Is it necessary for a young man to have an apartment as a prerequisite for marriage? Yes. In China, becoming a husband is not such an easy thing.
There may be a new group of bachelors suffering from unaffordable housing prices.
The housing industry has once again become a "hot pot" at boiling point since early 2009.
Even with subsidies and special government policies, home prices in China's first-tier cities such as Beijing and Shanghai are riding the wave of a rising trend along with the fast growing economy rebounding from the downturn during the international financial crisis in 2008.
For those who prefer owning to renting, the housing issue trumps marriage, becoming one of the major obstacles to starting a family.
According to a survey on Chinese people's marriage status in 2010, about 70 percent of women interviewed said that housing, a stable income and some savings were the main prerequisites for marriage.
The survey was jointly released on Dec 15 by the China Association of Marriage and Family Studies, the Committee of Matchmaking Service Industries under the China Association of Social Workers, and China's leading marriage service provider Baihe.com.
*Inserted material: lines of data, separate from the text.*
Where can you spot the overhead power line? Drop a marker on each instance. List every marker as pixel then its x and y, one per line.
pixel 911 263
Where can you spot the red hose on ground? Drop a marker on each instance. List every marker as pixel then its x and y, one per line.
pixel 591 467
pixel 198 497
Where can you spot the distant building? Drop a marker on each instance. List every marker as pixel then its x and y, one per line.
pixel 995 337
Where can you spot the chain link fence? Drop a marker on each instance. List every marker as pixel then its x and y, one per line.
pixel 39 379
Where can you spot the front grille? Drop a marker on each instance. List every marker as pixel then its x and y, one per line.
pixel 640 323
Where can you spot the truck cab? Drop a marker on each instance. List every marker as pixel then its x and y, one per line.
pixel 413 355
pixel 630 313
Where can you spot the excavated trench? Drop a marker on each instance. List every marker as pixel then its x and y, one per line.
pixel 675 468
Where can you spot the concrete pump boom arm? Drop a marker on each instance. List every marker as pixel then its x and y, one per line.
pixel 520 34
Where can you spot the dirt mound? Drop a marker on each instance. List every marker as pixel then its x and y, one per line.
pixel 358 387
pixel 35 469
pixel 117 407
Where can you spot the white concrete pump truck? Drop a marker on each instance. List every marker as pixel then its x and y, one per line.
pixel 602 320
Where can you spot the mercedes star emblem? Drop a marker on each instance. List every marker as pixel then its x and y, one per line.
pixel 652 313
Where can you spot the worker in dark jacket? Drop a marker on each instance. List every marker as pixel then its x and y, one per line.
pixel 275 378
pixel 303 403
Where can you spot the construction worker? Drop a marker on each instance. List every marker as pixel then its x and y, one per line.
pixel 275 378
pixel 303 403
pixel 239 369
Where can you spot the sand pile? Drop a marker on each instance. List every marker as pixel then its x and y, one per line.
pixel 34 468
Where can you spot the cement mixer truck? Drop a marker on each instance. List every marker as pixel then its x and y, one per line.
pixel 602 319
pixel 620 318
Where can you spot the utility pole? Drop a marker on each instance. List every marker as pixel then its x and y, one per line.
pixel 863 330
From the report, we can see that housing is the most important of these issues for would-be brides.
Even the few "feminine extremists" believe an apartment is the standard by which to judge whether a man can be responsible and support his family.
Personality and morals lay outside the top three matrimonial requirements.
Some women and their families hold the traditional position and take it for granted that the home issue should be the male responsibility, which defies the contemporary independent spirit of women and gender equality, which are universal values.
The distorted value of marriage reflects the fact that many women consider marriage as another form of "social welfare".
What is the situation in other countries?
Real estate has always been an issue for people in Europe.
Governments there have come up with a series of tough measures to regulate property markets, such as collecting property taxes. Owners, buyers and renters are all required to pay annual taxes.
In addition, "social housing," similar to China's affordable housing, provided by European authorities as welfare for low- and middle-income groups, can offer ordinary people their own piece of real estate.
Such housing is usually modest-size apartments in tall buildings with 10 or more floors on the outskirts of town, whose main advantage is the low rents.
It seems housing ownership is not a barrier for young people to get married.
In Japan, renting has been the custom for newly-married young couples. Only a few of them can afford to purchase property.
Up to 67 percent of young couples choose to rent, and merely 14.3 percent of the group bought their own house for marriages, according to data from RECRUIT Co Ltd, which is headquartered in Tokyo.
Generally speaking, renters account for most people younger than 40 in Japan.
Above all, young people should be free to enjoy being young, without the huge pressure of trying to buy property.
Home ownership should never be a precondition for a young man to get his bride.
Society should help create an environment in which Chinese men don't feel obliged to own a home before tying the knot.